Avant d'en venir aux origines de la théorie de l'information et de voir d'où vient cette confusion, je vais énoncer de manière un petit peu rapide quelles sont, à mon avis, les caractéristiques essentielles du concept d'information, afin de montrer en quoi ce n'est pas compatible avec une notion physique comme l'énergie notamment même s'il y a des physiciens actuellement qui veulent tout réduire à l'information. Par exemple ils vont dire que lorsque deux forces se rencontrent, il n'y a pas deux forces, il y a deux informations qui effectuent un calcul et que le résultat de ce calcul donne d'autres informations. Moi je trouve cela absurde.
L'information se définit en effet par son improbabilité, sa singularité aussi bien physique que sémantique. Une simple répétition ne constitue pas une information. Un signal (comme une sonnerie) apparaît toujours en se détachant d'un fond. L'information se caractérise donc par une discontinuité, à l'opposée d'une force continue.
La valeur d'une information étant d'apporter une réduction de l'incertitude (ou la visibilité de l'invisible), cela implique qu'il y a toujours de l'incertitude et qu'il y a toujours de l'improbable, et donc que toute information est imparfaite et doit toujours être corrigée. C'est ce que réalise un thermostat et il faut bien comprendre l'opposition entre une régulation et une programmation mécanique. Vous ne savez pas combien vous aller utiliser de gaz ou de fuel pour vous chauffer. Vous auriez pu programmer : « Je vais utiliser tant de fuel par minute ou par heure ». Au lieu de cela, vous mettez la température désirée et vous avez certes le risque de consommer plus que ce que vous vouliez, mais vous avez beaucoup plus de chances malgré tout de consommer moins que si vous vous étiez contenté de programmer le débit sur moyen ou fort comme sur les appareils dépourvus de thermostat.
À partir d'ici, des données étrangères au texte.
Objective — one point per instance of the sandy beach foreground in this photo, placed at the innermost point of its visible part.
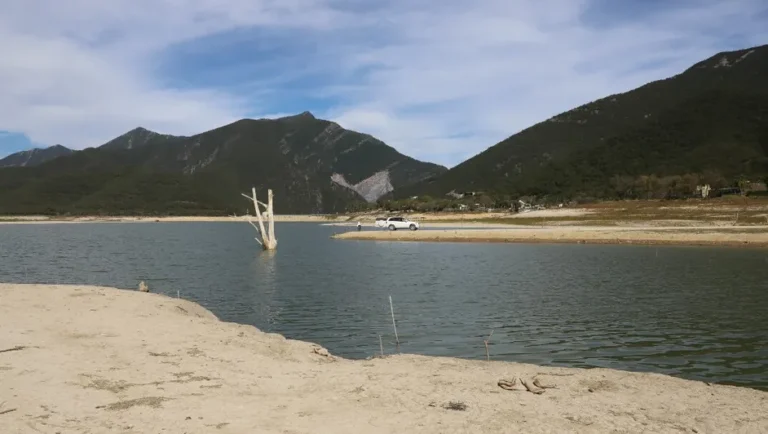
(722, 236)
(78, 359)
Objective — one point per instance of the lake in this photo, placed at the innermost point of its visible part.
(692, 312)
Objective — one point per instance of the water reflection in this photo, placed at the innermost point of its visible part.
(699, 313)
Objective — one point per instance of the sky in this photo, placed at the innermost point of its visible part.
(438, 80)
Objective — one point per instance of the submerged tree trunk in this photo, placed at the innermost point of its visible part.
(268, 240)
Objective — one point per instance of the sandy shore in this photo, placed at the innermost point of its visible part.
(707, 235)
(78, 359)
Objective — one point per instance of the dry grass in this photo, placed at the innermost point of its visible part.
(719, 212)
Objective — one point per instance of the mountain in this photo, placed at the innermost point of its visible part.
(34, 157)
(313, 166)
(707, 124)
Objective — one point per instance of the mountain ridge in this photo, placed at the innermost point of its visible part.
(146, 172)
(529, 162)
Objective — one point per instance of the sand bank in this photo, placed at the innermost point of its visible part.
(96, 360)
(731, 236)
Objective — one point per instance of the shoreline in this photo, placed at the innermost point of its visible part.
(173, 219)
(746, 236)
(114, 371)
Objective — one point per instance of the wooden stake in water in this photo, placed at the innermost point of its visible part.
(487, 353)
(394, 325)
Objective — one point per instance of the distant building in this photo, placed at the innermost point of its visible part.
(703, 190)
(757, 186)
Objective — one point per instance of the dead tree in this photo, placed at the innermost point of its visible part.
(268, 240)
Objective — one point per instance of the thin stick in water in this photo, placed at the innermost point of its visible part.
(487, 353)
(394, 325)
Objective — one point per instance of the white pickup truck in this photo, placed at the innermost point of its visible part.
(395, 223)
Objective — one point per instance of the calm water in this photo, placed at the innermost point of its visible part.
(699, 313)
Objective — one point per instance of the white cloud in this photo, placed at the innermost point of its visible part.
(438, 80)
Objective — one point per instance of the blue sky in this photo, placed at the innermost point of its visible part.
(440, 81)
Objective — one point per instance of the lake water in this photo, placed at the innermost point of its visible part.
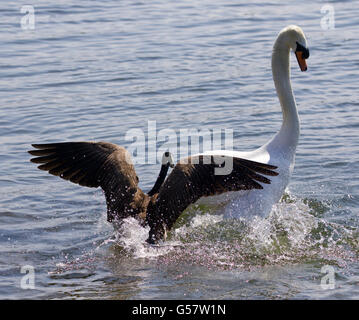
(95, 70)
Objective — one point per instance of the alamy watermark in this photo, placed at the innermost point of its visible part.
(27, 21)
(149, 148)
(328, 20)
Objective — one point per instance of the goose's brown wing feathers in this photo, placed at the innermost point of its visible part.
(195, 179)
(95, 164)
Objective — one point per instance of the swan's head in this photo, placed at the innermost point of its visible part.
(292, 37)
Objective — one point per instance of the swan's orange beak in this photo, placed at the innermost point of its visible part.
(301, 61)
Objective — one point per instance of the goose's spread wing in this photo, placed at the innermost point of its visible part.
(95, 164)
(197, 178)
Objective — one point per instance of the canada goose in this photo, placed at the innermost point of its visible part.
(106, 165)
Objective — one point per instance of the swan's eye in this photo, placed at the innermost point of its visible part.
(304, 50)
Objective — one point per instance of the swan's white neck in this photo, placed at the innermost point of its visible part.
(288, 135)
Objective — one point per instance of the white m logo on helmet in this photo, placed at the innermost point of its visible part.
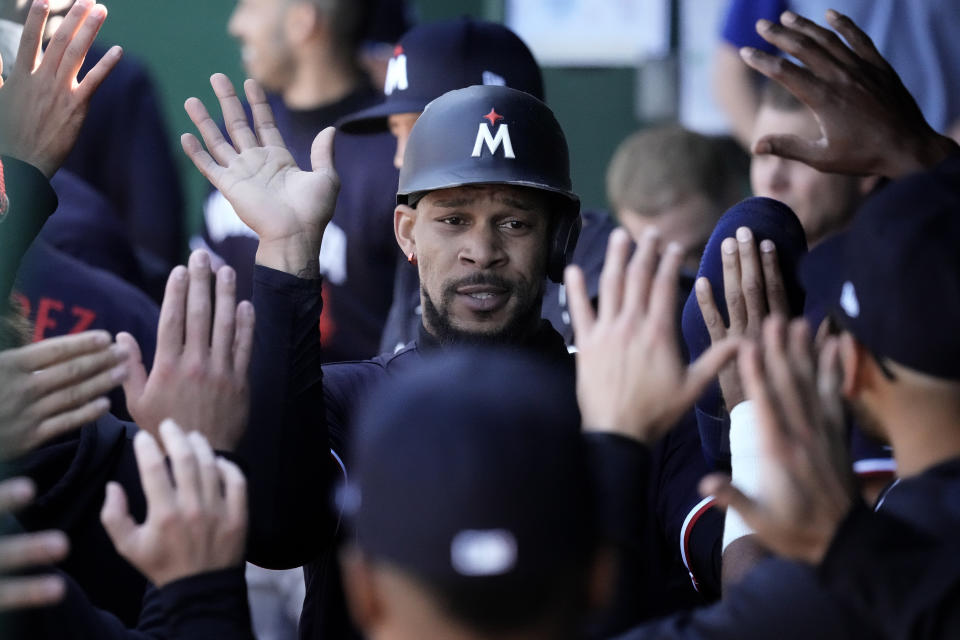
(396, 73)
(493, 142)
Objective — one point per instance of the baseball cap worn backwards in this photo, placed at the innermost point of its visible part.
(437, 57)
(469, 473)
(767, 219)
(896, 272)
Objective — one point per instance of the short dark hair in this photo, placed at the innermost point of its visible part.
(349, 20)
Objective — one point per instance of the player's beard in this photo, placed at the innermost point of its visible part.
(523, 322)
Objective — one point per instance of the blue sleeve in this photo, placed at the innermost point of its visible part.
(739, 26)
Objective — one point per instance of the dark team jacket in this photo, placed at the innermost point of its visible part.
(71, 472)
(87, 227)
(656, 581)
(61, 295)
(207, 605)
(359, 252)
(123, 151)
(784, 600)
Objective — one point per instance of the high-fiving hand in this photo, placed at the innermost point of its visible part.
(53, 386)
(196, 512)
(869, 122)
(199, 374)
(287, 207)
(806, 485)
(631, 377)
(42, 105)
(752, 288)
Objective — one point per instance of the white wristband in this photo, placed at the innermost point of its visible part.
(744, 464)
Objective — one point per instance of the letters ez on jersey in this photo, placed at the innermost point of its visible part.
(493, 142)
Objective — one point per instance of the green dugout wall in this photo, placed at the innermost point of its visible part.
(183, 42)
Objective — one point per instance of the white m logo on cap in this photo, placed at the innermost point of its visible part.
(396, 73)
(493, 142)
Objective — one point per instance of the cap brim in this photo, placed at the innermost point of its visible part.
(374, 119)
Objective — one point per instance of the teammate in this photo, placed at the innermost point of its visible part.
(304, 52)
(469, 563)
(675, 180)
(824, 202)
(926, 58)
(486, 216)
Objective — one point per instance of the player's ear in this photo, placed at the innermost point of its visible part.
(404, 219)
(854, 359)
(300, 21)
(359, 585)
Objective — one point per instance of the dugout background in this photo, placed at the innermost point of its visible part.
(183, 42)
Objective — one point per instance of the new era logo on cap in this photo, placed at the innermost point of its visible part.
(493, 142)
(848, 300)
(396, 72)
(483, 553)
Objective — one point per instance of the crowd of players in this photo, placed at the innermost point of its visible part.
(757, 436)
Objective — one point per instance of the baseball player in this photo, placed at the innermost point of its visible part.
(430, 60)
(485, 212)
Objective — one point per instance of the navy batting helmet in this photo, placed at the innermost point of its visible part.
(494, 135)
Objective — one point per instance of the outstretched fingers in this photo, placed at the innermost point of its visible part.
(221, 150)
(263, 119)
(859, 41)
(80, 44)
(612, 275)
(32, 37)
(54, 53)
(581, 311)
(234, 117)
(95, 77)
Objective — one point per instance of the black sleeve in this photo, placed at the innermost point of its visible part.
(31, 201)
(208, 605)
(620, 467)
(285, 450)
(906, 581)
(778, 599)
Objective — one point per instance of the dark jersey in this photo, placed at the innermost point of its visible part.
(359, 252)
(61, 295)
(309, 536)
(87, 227)
(781, 599)
(123, 151)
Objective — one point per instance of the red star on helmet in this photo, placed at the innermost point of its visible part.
(493, 116)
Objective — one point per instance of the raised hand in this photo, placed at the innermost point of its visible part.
(806, 486)
(42, 105)
(199, 374)
(196, 519)
(25, 550)
(287, 207)
(53, 386)
(631, 377)
(869, 122)
(753, 288)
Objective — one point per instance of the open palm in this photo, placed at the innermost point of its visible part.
(257, 174)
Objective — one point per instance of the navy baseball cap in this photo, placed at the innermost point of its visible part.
(893, 278)
(434, 58)
(767, 219)
(469, 473)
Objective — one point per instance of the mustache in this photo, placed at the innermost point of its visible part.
(479, 278)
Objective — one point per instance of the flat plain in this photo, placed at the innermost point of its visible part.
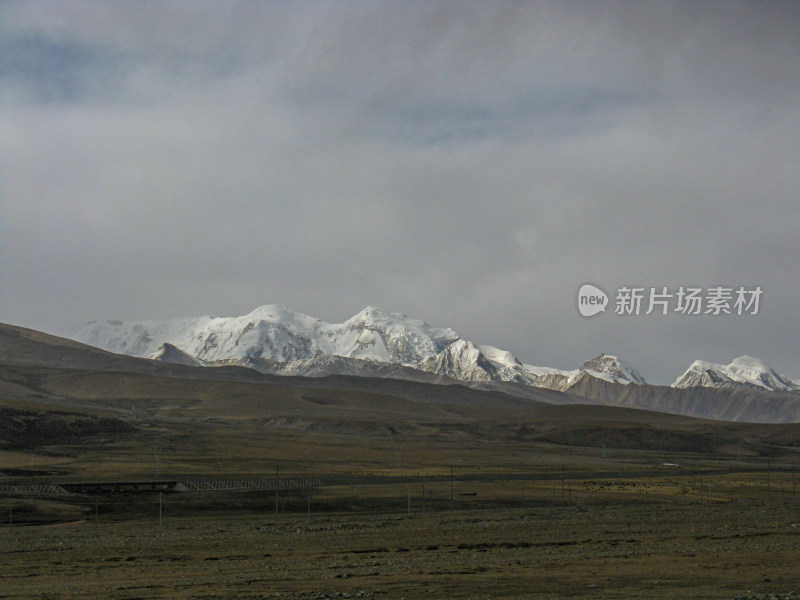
(576, 501)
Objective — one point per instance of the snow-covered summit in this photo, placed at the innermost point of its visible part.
(742, 371)
(613, 369)
(278, 333)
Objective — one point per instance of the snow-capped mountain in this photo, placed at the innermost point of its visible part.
(168, 353)
(742, 371)
(278, 340)
(276, 333)
(604, 367)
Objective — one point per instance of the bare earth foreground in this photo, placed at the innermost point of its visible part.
(622, 549)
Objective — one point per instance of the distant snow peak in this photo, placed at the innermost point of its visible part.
(171, 354)
(613, 369)
(743, 371)
(277, 333)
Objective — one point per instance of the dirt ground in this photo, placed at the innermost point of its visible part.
(622, 545)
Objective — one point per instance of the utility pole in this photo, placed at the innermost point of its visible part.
(277, 475)
(451, 483)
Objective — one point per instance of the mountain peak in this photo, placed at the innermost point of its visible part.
(746, 371)
(612, 368)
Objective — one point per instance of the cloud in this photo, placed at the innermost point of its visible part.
(467, 163)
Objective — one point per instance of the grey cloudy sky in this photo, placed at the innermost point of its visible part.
(466, 163)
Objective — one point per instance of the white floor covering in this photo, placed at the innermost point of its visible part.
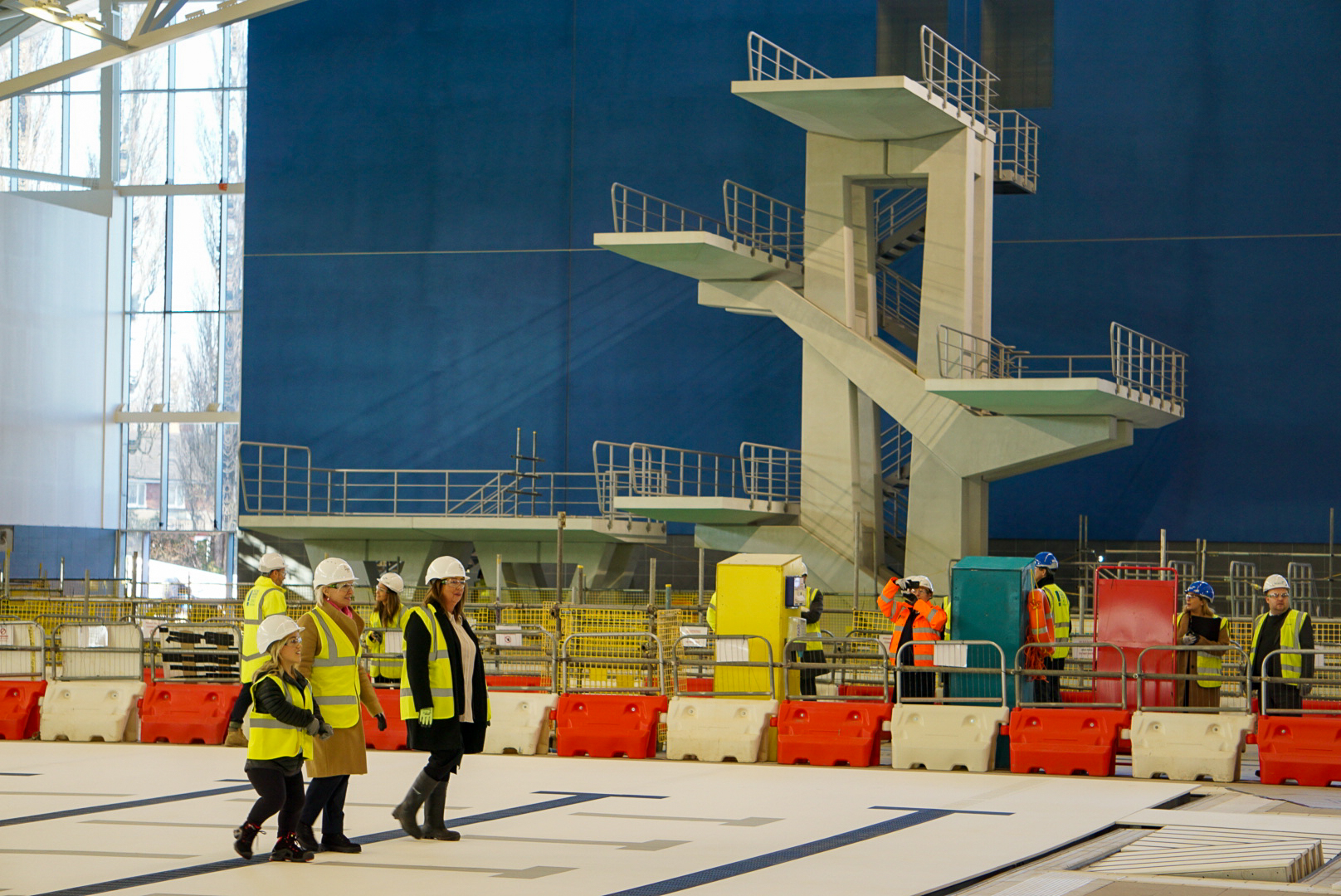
(707, 828)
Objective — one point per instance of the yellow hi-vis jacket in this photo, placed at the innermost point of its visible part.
(376, 643)
(1292, 665)
(439, 671)
(271, 738)
(335, 683)
(265, 598)
(1061, 620)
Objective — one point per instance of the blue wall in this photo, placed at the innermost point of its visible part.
(485, 144)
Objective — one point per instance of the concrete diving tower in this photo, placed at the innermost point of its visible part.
(892, 164)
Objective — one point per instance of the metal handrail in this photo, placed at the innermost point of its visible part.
(955, 76)
(999, 670)
(1017, 148)
(1142, 676)
(1148, 368)
(840, 661)
(770, 62)
(768, 223)
(735, 665)
(633, 663)
(1092, 675)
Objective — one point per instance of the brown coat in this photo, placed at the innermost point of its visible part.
(1190, 694)
(345, 752)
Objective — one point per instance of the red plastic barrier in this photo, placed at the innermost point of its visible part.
(19, 717)
(1306, 748)
(1066, 742)
(187, 713)
(607, 724)
(396, 735)
(831, 734)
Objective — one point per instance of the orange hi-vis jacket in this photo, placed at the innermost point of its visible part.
(929, 622)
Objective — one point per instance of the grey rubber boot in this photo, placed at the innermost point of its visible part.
(415, 797)
(433, 809)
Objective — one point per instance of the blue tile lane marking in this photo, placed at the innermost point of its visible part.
(226, 864)
(109, 806)
(803, 850)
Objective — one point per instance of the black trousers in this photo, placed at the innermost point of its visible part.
(241, 704)
(278, 793)
(326, 798)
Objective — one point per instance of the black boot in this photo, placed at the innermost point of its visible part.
(289, 850)
(415, 797)
(244, 837)
(433, 808)
(306, 839)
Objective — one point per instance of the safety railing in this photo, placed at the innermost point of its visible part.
(23, 650)
(1316, 694)
(1148, 368)
(955, 76)
(519, 658)
(899, 300)
(857, 665)
(113, 650)
(1107, 687)
(195, 652)
(722, 661)
(588, 665)
(1230, 680)
(964, 356)
(1017, 148)
(770, 62)
(959, 672)
(639, 212)
(764, 222)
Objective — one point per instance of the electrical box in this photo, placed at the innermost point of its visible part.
(757, 595)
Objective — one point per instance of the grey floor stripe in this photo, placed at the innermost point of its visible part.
(110, 806)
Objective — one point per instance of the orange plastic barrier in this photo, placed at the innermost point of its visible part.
(396, 737)
(831, 734)
(1066, 742)
(187, 713)
(1306, 748)
(19, 717)
(607, 724)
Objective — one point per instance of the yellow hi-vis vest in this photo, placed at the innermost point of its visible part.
(271, 738)
(265, 598)
(1292, 665)
(1061, 620)
(335, 682)
(439, 671)
(385, 668)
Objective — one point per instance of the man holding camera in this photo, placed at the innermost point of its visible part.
(907, 602)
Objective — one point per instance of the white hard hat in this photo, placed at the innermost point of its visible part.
(274, 628)
(444, 567)
(330, 572)
(269, 562)
(1275, 581)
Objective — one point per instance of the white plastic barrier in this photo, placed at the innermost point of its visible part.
(944, 738)
(1187, 746)
(519, 722)
(105, 710)
(718, 728)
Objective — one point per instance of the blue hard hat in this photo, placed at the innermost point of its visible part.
(1202, 589)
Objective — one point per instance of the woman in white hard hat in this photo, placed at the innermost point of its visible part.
(444, 699)
(285, 719)
(388, 613)
(331, 640)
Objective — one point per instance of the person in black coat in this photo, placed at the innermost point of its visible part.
(444, 699)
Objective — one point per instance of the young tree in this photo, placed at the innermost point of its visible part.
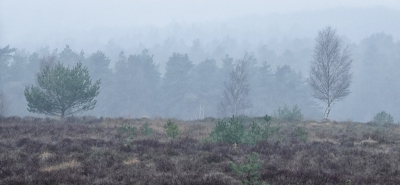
(330, 75)
(62, 91)
(3, 104)
(235, 98)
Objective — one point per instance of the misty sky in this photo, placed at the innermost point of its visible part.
(42, 21)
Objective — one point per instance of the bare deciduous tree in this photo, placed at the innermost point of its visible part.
(330, 75)
(3, 104)
(235, 98)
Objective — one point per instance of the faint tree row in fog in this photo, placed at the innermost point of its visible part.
(137, 86)
(330, 75)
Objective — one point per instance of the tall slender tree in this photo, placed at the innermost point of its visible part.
(330, 75)
(235, 98)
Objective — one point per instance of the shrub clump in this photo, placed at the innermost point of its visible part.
(249, 172)
(235, 131)
(172, 129)
(146, 130)
(289, 115)
(382, 118)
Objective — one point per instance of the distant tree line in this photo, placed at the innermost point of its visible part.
(137, 86)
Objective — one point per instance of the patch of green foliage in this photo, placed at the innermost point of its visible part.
(301, 134)
(289, 115)
(146, 130)
(249, 172)
(235, 131)
(382, 118)
(129, 130)
(172, 129)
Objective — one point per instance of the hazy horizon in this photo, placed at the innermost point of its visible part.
(278, 32)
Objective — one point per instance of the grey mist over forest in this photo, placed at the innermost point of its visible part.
(174, 58)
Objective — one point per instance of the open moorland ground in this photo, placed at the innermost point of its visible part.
(98, 151)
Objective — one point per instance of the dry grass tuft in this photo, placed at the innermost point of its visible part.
(45, 156)
(62, 166)
(131, 161)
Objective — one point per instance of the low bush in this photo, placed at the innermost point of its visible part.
(382, 118)
(146, 130)
(249, 173)
(172, 129)
(289, 115)
(235, 131)
(128, 129)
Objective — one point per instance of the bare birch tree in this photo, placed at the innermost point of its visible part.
(330, 75)
(235, 98)
(3, 104)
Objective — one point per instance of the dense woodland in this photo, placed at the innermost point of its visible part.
(178, 80)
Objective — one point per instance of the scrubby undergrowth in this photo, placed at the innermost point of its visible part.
(115, 151)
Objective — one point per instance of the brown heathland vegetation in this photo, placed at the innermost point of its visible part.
(90, 150)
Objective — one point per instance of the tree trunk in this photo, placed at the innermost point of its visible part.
(327, 111)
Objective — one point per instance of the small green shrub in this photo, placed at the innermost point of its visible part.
(249, 172)
(382, 118)
(172, 129)
(231, 132)
(128, 129)
(289, 115)
(235, 131)
(146, 130)
(301, 134)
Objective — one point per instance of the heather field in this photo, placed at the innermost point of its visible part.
(88, 150)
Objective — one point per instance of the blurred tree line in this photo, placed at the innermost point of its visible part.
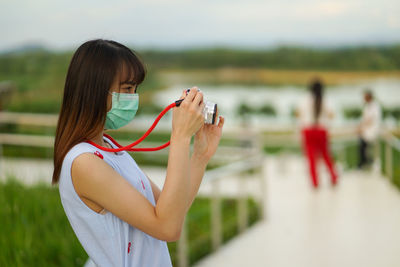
(39, 75)
(288, 58)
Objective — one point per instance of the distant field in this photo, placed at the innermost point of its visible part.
(250, 77)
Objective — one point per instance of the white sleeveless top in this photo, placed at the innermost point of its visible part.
(108, 240)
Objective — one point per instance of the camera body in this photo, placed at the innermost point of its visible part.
(209, 111)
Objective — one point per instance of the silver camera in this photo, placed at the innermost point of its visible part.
(209, 111)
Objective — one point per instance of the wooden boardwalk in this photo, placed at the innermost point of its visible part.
(354, 224)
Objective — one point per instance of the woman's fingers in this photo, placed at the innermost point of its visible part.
(198, 99)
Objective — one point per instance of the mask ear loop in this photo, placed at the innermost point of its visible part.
(130, 146)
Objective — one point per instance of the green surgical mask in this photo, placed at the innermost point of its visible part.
(123, 110)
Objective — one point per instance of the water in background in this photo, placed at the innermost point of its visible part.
(285, 99)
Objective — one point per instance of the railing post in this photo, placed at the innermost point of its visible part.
(263, 199)
(216, 229)
(182, 247)
(388, 159)
(242, 205)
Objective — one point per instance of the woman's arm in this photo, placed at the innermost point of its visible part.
(154, 188)
(205, 145)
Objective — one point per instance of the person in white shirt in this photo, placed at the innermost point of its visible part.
(121, 218)
(369, 128)
(314, 115)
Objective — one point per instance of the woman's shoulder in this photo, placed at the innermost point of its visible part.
(79, 149)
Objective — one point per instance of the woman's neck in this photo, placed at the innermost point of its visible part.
(98, 139)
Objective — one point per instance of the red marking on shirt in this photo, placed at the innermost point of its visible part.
(129, 247)
(97, 153)
(144, 188)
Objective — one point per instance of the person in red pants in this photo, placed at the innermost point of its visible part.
(313, 115)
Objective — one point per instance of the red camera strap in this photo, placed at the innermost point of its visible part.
(130, 146)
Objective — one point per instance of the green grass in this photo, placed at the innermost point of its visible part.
(35, 231)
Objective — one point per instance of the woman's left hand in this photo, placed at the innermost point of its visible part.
(207, 139)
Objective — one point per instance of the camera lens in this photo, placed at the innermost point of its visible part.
(210, 112)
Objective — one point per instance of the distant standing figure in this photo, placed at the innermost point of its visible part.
(368, 129)
(314, 114)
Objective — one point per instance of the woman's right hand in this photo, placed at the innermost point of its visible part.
(188, 118)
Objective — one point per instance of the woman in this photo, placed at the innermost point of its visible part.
(118, 214)
(314, 115)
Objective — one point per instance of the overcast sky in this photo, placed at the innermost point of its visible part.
(59, 24)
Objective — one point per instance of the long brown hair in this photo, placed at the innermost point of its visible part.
(93, 68)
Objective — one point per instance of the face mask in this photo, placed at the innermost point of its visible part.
(124, 107)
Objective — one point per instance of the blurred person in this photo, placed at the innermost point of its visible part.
(368, 129)
(119, 215)
(314, 115)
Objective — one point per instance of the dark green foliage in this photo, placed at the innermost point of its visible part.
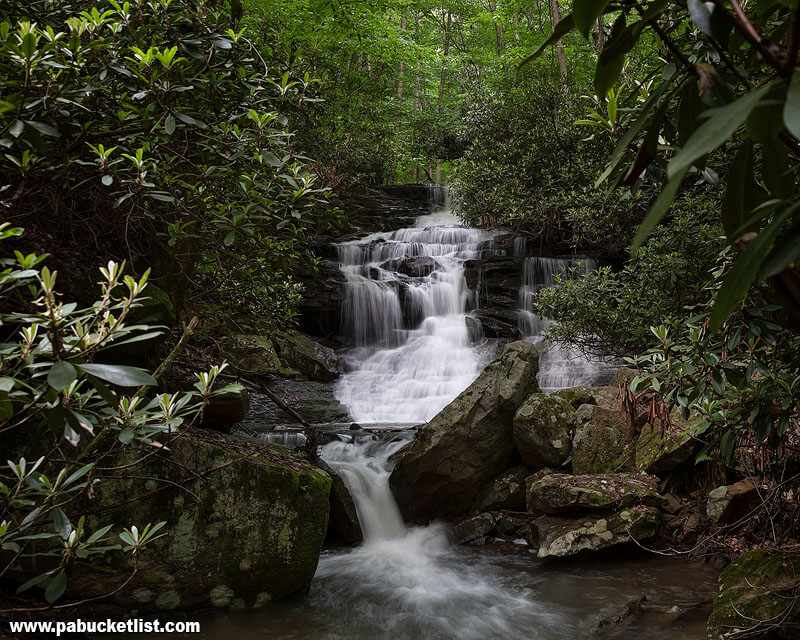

Non seulement l'information, est improbable, discontinue et lève une incertitude tout en étant imparfaite, exigeant des corrections incessantes, mais surtout, il lui faut un récepteur. C'est-à-dire qu'il n'y a pas d'information en soi. L'information n'est pas un concept simple, on ne peut pas dire « c'est une caractéristique de tel objet » puisque c'est le récepteur qui la constitue comme telle. L'information est un élément d'un ensemble reliant émetteur et récepteur.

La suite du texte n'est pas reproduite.